Campuran bumbu bumbu mungkin berbeda antar daerah, tetapi biasanya terdiri dari kombinasi bawang merah giling, bawang putih, cabai, ketumbar, asam jawa, kemiri, kunyit, lengkuas dan garam.

Di Jawa, ayam bakar biasanya terasa agak manis karena banyaknya kecap manis baik sebagai bumbu perendam atau saus celup.

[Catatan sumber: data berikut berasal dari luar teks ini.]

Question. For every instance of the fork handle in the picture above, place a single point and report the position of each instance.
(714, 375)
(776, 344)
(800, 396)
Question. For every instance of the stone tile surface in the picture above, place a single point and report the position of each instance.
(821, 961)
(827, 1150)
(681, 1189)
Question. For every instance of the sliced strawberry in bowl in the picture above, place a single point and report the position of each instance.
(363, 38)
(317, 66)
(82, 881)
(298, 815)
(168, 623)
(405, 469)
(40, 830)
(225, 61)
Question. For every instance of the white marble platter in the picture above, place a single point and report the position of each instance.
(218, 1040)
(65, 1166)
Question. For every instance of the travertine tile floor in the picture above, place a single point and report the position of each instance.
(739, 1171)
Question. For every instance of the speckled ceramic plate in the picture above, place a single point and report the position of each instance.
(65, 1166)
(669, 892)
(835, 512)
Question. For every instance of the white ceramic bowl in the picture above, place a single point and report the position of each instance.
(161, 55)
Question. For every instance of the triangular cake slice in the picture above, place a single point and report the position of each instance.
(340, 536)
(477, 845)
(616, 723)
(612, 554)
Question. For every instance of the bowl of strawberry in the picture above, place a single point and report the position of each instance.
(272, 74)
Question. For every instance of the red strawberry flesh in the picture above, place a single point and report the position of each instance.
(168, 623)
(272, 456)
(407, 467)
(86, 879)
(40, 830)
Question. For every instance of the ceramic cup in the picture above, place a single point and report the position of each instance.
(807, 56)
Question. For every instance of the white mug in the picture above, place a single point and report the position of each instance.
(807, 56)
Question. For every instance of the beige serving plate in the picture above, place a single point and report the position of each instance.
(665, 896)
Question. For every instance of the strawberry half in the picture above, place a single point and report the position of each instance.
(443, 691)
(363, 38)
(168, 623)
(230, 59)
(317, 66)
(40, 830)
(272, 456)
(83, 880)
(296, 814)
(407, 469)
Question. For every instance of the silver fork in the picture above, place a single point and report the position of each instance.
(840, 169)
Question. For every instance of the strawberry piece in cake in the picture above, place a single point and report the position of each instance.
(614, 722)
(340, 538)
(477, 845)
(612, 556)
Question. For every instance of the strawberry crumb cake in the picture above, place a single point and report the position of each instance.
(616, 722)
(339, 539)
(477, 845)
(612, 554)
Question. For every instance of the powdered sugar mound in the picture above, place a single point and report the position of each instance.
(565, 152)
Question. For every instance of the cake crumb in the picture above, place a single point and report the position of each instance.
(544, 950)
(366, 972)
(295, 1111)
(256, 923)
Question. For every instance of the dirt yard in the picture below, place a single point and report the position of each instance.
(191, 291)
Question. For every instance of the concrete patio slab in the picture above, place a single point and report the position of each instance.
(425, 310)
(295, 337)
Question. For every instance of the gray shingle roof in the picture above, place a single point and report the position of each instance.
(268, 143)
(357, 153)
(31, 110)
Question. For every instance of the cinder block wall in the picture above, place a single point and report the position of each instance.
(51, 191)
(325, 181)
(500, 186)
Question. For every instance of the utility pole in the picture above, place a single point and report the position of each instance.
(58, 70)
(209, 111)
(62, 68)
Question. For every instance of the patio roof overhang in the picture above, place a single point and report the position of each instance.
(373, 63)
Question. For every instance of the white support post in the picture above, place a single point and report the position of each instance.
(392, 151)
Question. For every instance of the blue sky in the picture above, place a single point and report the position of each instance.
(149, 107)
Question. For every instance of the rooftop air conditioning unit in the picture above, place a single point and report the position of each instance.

Sedangkan ayam bakar Padang, Bali, Lombok dan sebagian besar Sumatera biasanya lebih pedas dan lebih kemerahan dengan tambahan jumlah cabai, kunyit dan bumbu lainnya, dan tidak adanya kecap manis.

Potongan ayam biasanya dimasak sebagian dalam campuran bumbu menggunakan api kecil sebelum dipanggang, agar ayam menyerap bumbu dengan merata.

Selama proses pemanggangan, sisa bumbu dioleskan pada ayam. Ayam bakar biasanya disajikan dengan sambal terasi atau sambal kecap (irisan cabai dan bawang merah dalam kecap manis) sebagai saus atau bumbu dan irisan ketimun dan tomat sebagai hiasan.

Ada banyak resep ayam bakar, di antaranya yang populer adalah ayam bakar ala Padang, ayam percik dan ayam golek dari Malaysia, ayam bakar Taliwang pulau Lombok, bakakak hayam dari daerag Sunda, dan ayam bakar bumbu rujak ala Jawa.


Biasanya, ayam direndam dengan campuran kombinasi bumbu, terkadang kecap manis, lalu dipanggang.